A. It’s not quite that crazy. But there’s a lot of frenzy and a lot of people are funding fundamentally redundant stuff. You need a certain amount of redundancy in the economy, but it’s crazy to think there are going to be 30 companies that are going to have 20 percent market share each.

I was just at this Office 2.0 conference. A lot of people think Office 2.0 is a spreadsheet in the sky. A lot of it is management of activity rather than management of content. You have something more like a spreadsheet where people can manage their own interactions. It’s peer-to-peer, not necessarily top-down and hierarchical. It’s very different from your traditional heavyweight corporate workflow.

Q. And how do you think advertisers can get involved?

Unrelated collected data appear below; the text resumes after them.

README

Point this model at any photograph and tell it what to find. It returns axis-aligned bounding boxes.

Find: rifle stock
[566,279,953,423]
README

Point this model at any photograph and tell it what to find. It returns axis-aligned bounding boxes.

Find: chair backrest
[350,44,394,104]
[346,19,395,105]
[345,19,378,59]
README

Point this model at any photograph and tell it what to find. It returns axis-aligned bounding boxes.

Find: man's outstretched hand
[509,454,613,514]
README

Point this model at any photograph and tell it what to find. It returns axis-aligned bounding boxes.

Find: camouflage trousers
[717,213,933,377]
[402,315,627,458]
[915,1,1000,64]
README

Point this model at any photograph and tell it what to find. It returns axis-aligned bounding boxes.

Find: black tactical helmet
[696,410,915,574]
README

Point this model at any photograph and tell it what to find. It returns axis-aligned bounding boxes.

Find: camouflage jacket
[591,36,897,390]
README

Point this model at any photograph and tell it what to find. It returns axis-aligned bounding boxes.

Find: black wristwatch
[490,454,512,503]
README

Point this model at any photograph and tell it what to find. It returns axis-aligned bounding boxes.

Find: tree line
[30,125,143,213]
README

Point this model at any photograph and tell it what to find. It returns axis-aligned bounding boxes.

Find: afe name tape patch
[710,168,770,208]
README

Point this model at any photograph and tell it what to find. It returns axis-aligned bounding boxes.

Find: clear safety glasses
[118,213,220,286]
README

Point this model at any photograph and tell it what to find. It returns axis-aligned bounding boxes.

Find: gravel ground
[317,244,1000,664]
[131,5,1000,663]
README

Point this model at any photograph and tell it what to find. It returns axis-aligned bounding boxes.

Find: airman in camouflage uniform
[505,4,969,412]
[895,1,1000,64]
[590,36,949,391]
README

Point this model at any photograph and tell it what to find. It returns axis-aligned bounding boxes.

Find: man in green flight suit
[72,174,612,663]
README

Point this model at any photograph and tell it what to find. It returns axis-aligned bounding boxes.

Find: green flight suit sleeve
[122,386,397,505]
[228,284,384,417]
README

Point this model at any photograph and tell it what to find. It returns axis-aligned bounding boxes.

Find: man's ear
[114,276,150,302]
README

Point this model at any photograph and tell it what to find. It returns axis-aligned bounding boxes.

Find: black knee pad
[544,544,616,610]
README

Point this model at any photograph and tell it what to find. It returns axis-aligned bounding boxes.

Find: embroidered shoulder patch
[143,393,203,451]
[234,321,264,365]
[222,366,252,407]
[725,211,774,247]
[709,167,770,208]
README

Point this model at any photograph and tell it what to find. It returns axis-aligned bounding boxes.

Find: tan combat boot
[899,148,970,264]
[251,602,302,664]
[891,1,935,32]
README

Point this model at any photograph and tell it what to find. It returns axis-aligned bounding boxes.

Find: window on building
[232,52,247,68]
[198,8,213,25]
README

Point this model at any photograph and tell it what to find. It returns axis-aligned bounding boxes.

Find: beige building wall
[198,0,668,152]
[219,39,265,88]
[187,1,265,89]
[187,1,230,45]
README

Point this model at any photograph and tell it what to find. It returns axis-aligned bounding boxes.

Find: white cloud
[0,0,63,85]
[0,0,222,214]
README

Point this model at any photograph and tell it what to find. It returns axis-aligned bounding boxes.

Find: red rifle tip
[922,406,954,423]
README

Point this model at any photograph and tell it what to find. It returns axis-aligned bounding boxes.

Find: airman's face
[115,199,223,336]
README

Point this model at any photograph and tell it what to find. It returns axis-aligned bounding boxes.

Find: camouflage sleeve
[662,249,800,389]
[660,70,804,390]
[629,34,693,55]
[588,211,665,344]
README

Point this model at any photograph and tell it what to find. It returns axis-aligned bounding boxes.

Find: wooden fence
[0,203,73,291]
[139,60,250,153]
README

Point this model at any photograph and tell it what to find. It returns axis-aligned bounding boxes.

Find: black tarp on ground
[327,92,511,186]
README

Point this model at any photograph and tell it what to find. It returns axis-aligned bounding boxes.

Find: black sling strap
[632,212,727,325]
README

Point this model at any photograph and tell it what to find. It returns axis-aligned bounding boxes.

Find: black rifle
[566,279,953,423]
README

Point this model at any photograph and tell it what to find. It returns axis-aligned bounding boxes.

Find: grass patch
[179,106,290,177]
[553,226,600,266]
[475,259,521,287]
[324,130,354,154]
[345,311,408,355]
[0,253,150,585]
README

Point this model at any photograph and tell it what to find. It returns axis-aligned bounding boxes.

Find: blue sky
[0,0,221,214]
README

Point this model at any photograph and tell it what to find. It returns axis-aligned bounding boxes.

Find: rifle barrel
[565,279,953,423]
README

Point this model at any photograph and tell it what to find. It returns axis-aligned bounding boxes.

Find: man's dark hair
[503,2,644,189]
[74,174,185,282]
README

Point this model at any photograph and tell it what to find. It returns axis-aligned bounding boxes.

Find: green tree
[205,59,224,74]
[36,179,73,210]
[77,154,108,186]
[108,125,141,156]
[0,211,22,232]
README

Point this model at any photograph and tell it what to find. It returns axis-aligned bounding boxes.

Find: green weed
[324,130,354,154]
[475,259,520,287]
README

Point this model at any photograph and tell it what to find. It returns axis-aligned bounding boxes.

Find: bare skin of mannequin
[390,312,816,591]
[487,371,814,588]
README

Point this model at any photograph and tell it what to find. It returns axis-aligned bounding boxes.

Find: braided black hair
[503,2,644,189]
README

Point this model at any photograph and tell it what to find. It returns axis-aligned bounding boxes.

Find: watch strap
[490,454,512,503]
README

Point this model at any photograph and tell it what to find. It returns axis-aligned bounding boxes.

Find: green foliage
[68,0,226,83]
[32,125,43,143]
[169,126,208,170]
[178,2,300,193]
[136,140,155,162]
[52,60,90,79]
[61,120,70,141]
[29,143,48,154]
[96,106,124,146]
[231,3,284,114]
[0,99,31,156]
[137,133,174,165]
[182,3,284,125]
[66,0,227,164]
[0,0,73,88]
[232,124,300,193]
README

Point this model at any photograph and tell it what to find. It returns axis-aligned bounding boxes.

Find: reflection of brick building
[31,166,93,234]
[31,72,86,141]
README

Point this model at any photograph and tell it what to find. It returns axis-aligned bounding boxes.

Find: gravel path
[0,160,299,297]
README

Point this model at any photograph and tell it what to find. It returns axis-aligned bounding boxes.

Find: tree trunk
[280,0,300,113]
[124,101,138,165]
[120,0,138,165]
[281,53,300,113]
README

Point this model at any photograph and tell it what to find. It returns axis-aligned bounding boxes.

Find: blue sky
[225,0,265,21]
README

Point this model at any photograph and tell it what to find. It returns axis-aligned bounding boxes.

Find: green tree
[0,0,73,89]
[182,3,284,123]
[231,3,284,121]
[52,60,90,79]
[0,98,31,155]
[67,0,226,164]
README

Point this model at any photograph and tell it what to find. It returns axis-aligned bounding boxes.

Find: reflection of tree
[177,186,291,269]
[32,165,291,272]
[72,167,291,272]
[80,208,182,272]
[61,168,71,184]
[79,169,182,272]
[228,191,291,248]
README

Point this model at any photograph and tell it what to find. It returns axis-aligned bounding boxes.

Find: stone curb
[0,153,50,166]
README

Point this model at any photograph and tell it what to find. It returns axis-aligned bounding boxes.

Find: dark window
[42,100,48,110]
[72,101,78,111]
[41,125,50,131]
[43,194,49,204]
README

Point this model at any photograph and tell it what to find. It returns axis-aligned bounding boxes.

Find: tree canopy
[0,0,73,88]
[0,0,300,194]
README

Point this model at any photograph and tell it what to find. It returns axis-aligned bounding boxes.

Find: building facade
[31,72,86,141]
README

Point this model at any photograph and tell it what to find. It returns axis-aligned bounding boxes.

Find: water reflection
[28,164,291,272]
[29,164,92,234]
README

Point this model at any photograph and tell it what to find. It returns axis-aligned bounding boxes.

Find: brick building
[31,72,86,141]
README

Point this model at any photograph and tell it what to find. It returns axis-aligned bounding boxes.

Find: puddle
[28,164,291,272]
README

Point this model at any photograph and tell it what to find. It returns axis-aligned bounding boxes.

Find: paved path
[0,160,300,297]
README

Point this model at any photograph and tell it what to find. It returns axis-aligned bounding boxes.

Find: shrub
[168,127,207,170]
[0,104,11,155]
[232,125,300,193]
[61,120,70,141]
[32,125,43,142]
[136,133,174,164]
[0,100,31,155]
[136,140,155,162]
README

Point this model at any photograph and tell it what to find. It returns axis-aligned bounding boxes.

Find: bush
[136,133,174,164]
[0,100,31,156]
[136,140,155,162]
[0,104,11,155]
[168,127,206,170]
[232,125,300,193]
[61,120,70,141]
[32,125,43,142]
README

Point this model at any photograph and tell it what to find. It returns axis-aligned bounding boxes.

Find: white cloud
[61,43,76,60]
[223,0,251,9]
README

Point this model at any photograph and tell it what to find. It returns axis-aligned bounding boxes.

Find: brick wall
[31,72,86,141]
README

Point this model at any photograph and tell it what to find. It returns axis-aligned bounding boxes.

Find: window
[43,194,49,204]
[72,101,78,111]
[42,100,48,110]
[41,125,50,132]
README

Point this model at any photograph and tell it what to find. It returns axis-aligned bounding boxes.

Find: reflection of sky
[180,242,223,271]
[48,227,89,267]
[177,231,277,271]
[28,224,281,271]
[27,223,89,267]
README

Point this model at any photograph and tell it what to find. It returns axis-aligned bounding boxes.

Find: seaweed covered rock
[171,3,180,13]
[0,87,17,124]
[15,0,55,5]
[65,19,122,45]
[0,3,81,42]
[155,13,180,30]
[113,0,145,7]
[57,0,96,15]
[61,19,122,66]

A. First of all, they’re often not welcome inside the corporate world. Whether it’s on your spreadsheet or on your task manager, for a corporation, they’d rather just pay the money and be unencumbered.

What’s interesting about Office 2.0 is, like eBay and Google, it’s bringing the power that used to be available only to large corporations to small companies. For people who market to small business, it is an opportunity, because a lot of the stuff is going to be Web-based. If you can have your tool sponsored by an office supply company, that makes a lot of sense for everyone involved.

Q. There’s a ton of buzz specifically around social networking and video right now.

A. Gee, I wonder why.

Q. …And a lot of what’s written has to do with audience size, valuations, and mergers. It seems very much driven by the investment community. What’s being overlooked?

A. One thing that’s being overlooked is that YouTube is worth a lot more to Google than to most people.

Second, I think the value in the long run is not going to be “Oh gee, I put an ad on. I got three more impressions.” It’s using the ad more effectively to be part of the conversation rather than a decoration on a page. What marketers need to do is figure out how to use this technology, not simply to decorate it. That means having a sense of humor and figuring out where your product comes in. It requires imagination. It’s using the medium, rather than just inhabiting.

Q. I want to talk for a minute about click fraud, spyware, spammy affiliate tactics, all the unsavory marketing happening online. You’ve written recently that the advertisers will ultimately need to drive the clean-up of publisher networks that are supporting much of those practices. How do you propose they do that?

A. It will vary. If I’ve got 8,000 pairs of green sneakers and I’ve got to get rid of them and I don’t care about my reputation, [nothing will deter me]. If I am a reputable advertiser, and people like ClickZ, Ben Edelman and Stop Badware are really coming after me, I’m going to reconsider. Please keep making this point.

Marketers are the ones inserting ad money into the system. Consumers, and more specifically people with a voice like you, need to start holding them to account.

The fact that they didn’t know is just not a good enough excuse any more.

Q. What sites do you visit most often?

A. Flickr, The New York Times, Technorati, and a whole bunch of different travel sites. I’m pretty transaction oriented. And of course, Google. I’m a very long tail person.

Q. What’s one of your long tail faves?

A. , where you can find out what your Congress people are up to.